Internal records show Bill Clinton netted huge speaking fees from financial firms like J.P. Morgan, Merrill Lynch, Sweden’s ABG, PriceWaterhouseCoopers, Banco Itau in Brazil, Vista Equity Partners, Goldman Sachs, Vanguard Group, Canada’s Imperial Bank of Commerce, TD Financial Group and SAGIA, a Saudi investment firm. The international events have raised additional questions about whether Bill Clinton’s involvement could have posed a conflict of interest to his wife, the nation’s chief diplomat.

State Department ethics officials expressed concerns in May 2011 about a handful of Bill Clinton’s 52 paid speaking engagements from the previous year for which they had no “paper trail” to verify whether he sought the agency’s approval.

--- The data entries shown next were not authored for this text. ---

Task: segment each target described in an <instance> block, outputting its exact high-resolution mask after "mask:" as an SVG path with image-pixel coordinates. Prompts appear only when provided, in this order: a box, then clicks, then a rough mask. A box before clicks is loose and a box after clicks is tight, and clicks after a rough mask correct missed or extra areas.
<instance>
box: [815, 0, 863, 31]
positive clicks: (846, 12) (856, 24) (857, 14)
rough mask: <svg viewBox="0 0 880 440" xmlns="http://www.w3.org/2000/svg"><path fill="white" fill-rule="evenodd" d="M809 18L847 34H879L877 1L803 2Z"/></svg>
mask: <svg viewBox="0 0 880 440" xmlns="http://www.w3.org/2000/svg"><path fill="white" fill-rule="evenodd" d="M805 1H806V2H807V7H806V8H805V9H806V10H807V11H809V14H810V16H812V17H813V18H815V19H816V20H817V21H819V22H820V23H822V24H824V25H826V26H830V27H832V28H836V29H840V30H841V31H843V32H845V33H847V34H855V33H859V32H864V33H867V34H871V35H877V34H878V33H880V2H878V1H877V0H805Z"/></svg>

One such event included a $325,000 speech to Barclays Capital, a major financial firm, in Singapore.

Bill Clinton has continued to earn millions since his wife left the State Department.

For instance, he pocketed $500,000 for a speech for Bank of America in March of last year.

Hillary Clinton herself has accepted generous speaking fees from powerful financial firms. For example, she netted more than $200,000 for a speech on behalf of Deutsche Bank in Oct. of last year, according to her latest financial disclosure.

Her ties to Wall Street continue to provide fodder to her Democratic opponents, with both Sanders and former Maryland Gov. Martin O’Malley criticizing her plan Thursday for being too soft on the financial sector.